Entre as sete comunidades quilombolas remanejadas em 1988 para a construção do Centro de Lançamento de Alcântara, um restaurante popular serve 200 refeições gratuitas todos os dias. A Cozinha Comunitária Quilombola de Marudá, inaugurada em 2017 e mantida pelo Governo do Maranhão, não parou mesmo com a pandemia e, para evitar aglomerações, encontrou uma solução: entregar quentinhas.
“Algum membro da família vem buscar a comida e leva pra casa. Nós orientamos que eles utilizem máscaras, evitem aglomerações e mantenham o distanciamento caso houver fila”, explica Deborah Helena, nutricionista do primeiro restaurante popular do Brasil voltado para quilombolas. Ela conta que o local, além de servir refeições gratuitas, desenvolve diversas atividades e cumpre um papel social nas comunidades.
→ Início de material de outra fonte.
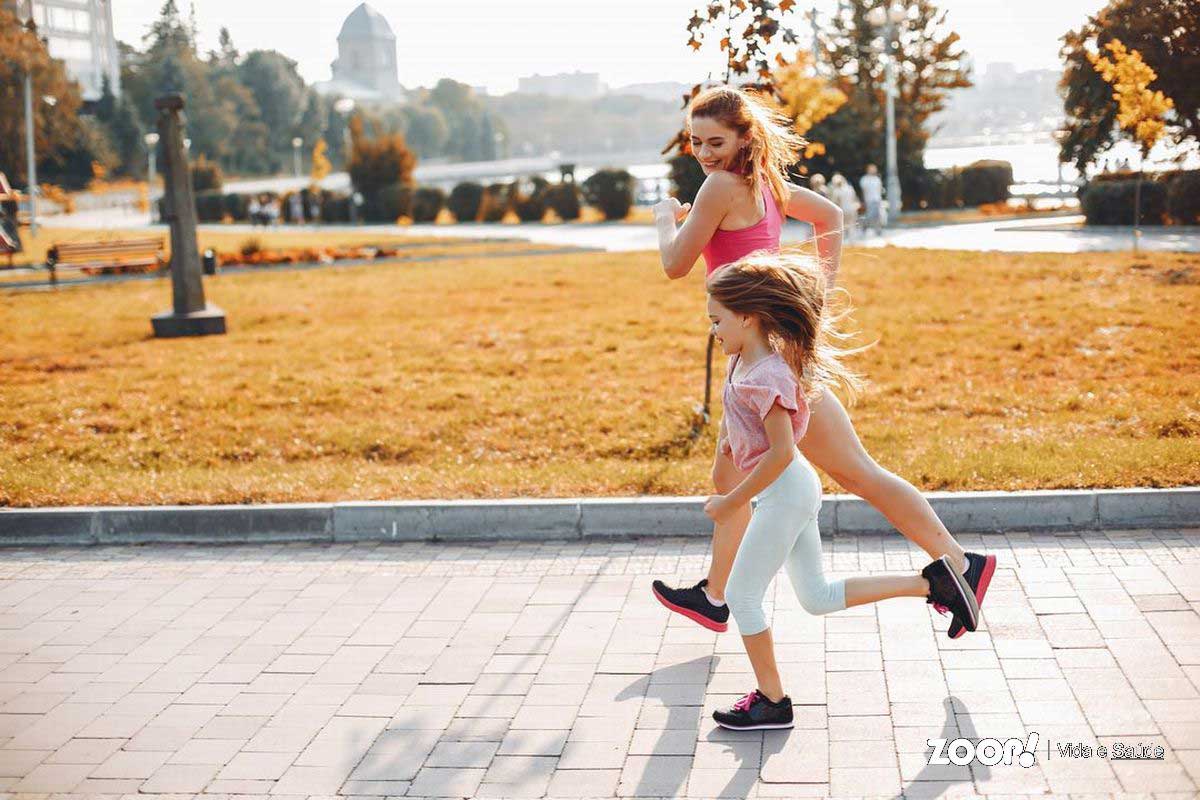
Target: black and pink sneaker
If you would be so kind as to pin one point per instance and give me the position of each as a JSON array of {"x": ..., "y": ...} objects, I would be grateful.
[
  {"x": 949, "y": 591},
  {"x": 978, "y": 577},
  {"x": 695, "y": 605},
  {"x": 756, "y": 713}
]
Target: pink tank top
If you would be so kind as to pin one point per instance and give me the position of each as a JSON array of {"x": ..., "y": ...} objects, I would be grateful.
[{"x": 727, "y": 246}]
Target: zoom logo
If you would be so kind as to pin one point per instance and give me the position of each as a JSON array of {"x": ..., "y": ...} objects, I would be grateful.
[{"x": 988, "y": 752}]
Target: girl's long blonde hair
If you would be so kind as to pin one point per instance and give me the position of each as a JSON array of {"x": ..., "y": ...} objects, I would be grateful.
[
  {"x": 786, "y": 293},
  {"x": 774, "y": 144}
]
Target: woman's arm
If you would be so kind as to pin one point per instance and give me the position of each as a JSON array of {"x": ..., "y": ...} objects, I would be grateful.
[
  {"x": 681, "y": 247},
  {"x": 826, "y": 218},
  {"x": 779, "y": 434}
]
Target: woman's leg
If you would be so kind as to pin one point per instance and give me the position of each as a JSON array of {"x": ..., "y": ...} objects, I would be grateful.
[
  {"x": 821, "y": 596},
  {"x": 833, "y": 445},
  {"x": 726, "y": 535}
]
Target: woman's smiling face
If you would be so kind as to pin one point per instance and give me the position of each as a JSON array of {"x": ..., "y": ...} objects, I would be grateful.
[{"x": 713, "y": 144}]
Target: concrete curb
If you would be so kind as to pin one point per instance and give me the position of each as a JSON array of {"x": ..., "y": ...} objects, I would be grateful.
[{"x": 454, "y": 521}]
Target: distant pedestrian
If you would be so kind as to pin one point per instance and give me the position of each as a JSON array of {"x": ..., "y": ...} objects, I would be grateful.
[
  {"x": 873, "y": 199},
  {"x": 295, "y": 208},
  {"x": 844, "y": 194},
  {"x": 819, "y": 185}
]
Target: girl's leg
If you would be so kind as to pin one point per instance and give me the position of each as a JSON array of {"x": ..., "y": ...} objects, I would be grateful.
[
  {"x": 833, "y": 445},
  {"x": 726, "y": 535},
  {"x": 766, "y": 546},
  {"x": 761, "y": 649},
  {"x": 873, "y": 589}
]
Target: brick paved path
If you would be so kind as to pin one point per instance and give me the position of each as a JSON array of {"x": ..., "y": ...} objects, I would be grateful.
[{"x": 527, "y": 671}]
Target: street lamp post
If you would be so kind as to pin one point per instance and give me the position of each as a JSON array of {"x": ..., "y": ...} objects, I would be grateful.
[
  {"x": 151, "y": 140},
  {"x": 888, "y": 18},
  {"x": 343, "y": 107},
  {"x": 30, "y": 158}
]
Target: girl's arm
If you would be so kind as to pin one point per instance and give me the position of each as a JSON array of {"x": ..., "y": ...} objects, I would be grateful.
[
  {"x": 779, "y": 456},
  {"x": 825, "y": 216},
  {"x": 681, "y": 247}
]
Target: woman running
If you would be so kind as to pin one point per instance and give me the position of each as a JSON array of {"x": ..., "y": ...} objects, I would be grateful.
[{"x": 745, "y": 149}]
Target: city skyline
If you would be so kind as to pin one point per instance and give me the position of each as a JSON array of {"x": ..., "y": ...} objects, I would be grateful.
[{"x": 627, "y": 42}]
“Essa cozinha é estrategicamente localizada em Marudá. Agora são 200 pessoas com ao menos uma refeição por dia garantida. E não é só isso, nós oferecemos capacitações que estimulam geração de renda, fazemos avaliação nutricional, reeducação alimentar”, diz.
Deborah cita como exemplo a oficina de panificação. Antigamente os moradores das agrovilas de Marudá, Cajueiro, Espera, Pepital, Peru, Ponta Seca e Só Assim precisavam se deslocar até a sede de Alcântara para comprar pães. Agora, como resultado das oficinas, eles produzem e comercializam o produto entre si.
Agricultura familiar
Nascido e criado em Marudá, Sidinaldo Bob Azevedo tem 37 anos e trabalha na Cozinha como fiscal administrativo. Ele explica que o local possui uma regra justamente para movimentar a economia local: a de que 30% do que é gasto para preparar as refeições deve ser comprado exclusivamente da agricultura familiar.
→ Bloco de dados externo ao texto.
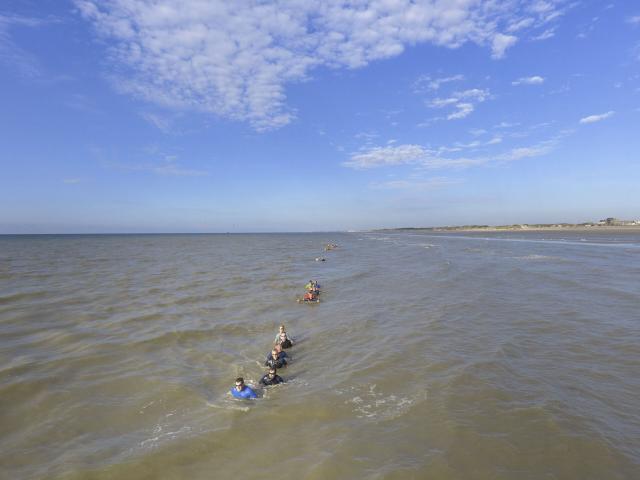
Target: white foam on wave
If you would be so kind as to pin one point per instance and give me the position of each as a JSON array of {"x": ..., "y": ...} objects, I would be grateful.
[
  {"x": 374, "y": 404},
  {"x": 160, "y": 436}
]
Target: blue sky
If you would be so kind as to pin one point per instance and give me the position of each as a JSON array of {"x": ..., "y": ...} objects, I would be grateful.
[{"x": 213, "y": 116}]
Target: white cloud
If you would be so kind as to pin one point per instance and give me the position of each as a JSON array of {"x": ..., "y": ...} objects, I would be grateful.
[
  {"x": 500, "y": 43},
  {"x": 416, "y": 184},
  {"x": 159, "y": 121},
  {"x": 596, "y": 118},
  {"x": 548, "y": 33},
  {"x": 18, "y": 59},
  {"x": 234, "y": 59},
  {"x": 426, "y": 82},
  {"x": 422, "y": 157},
  {"x": 534, "y": 80},
  {"x": 463, "y": 102},
  {"x": 388, "y": 156}
]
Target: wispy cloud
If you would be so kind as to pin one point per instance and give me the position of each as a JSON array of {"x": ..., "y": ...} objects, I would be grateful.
[
  {"x": 596, "y": 118},
  {"x": 548, "y": 33},
  {"x": 161, "y": 122},
  {"x": 428, "y": 83},
  {"x": 388, "y": 156},
  {"x": 534, "y": 80},
  {"x": 234, "y": 59},
  {"x": 500, "y": 43},
  {"x": 463, "y": 102},
  {"x": 166, "y": 166},
  {"x": 12, "y": 55},
  {"x": 416, "y": 184}
]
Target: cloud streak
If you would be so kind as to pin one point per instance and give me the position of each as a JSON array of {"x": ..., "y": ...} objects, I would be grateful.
[
  {"x": 234, "y": 59},
  {"x": 596, "y": 118},
  {"x": 534, "y": 80},
  {"x": 464, "y": 102}
]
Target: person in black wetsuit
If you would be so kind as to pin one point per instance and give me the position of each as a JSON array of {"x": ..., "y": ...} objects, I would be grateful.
[
  {"x": 275, "y": 360},
  {"x": 271, "y": 378}
]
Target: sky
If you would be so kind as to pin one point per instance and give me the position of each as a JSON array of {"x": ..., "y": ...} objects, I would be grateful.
[{"x": 257, "y": 116}]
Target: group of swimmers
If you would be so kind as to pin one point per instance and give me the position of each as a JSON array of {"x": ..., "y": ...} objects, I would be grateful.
[
  {"x": 312, "y": 292},
  {"x": 276, "y": 359}
]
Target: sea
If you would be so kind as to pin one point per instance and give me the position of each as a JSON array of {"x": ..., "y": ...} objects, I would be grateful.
[{"x": 512, "y": 355}]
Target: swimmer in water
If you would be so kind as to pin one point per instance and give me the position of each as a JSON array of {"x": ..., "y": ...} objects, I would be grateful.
[
  {"x": 310, "y": 296},
  {"x": 271, "y": 378},
  {"x": 242, "y": 391},
  {"x": 275, "y": 360},
  {"x": 283, "y": 340},
  {"x": 281, "y": 353}
]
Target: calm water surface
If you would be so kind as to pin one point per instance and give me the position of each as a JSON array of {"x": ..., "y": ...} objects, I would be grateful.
[{"x": 486, "y": 356}]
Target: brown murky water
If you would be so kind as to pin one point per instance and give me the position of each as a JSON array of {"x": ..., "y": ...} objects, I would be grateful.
[{"x": 504, "y": 356}]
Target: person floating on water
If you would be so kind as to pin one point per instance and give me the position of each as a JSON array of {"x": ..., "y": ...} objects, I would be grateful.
[
  {"x": 242, "y": 391},
  {"x": 311, "y": 296},
  {"x": 282, "y": 338},
  {"x": 281, "y": 353},
  {"x": 271, "y": 378},
  {"x": 275, "y": 360}
]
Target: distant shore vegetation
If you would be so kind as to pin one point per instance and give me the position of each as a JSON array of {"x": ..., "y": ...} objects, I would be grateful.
[{"x": 607, "y": 222}]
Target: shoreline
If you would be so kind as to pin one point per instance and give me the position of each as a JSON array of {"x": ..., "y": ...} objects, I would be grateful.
[{"x": 577, "y": 228}]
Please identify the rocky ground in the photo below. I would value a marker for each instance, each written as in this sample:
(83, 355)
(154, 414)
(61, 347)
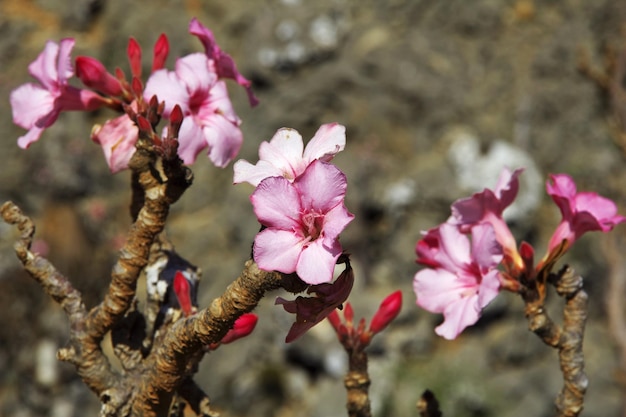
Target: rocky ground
(434, 94)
“A Cozinha chegou em Marudá para abranger as sete comunidades e foi uma benção, uma dádiva de Deus. Nós vivemos em quilombos, somos quilombolas, e aqui não temos nenhuma oportunidade de emprego. Então, a Cozinha veio com um ponto chave pra mudar tudo isso”, conta.
Bob Azevedo explica ainda que as comunidades viviam da pesca e, com o remanejamento, ficaram distantes dos rios e do mar, levando mais de 5 horas para chegar caminhando em algum desses locais.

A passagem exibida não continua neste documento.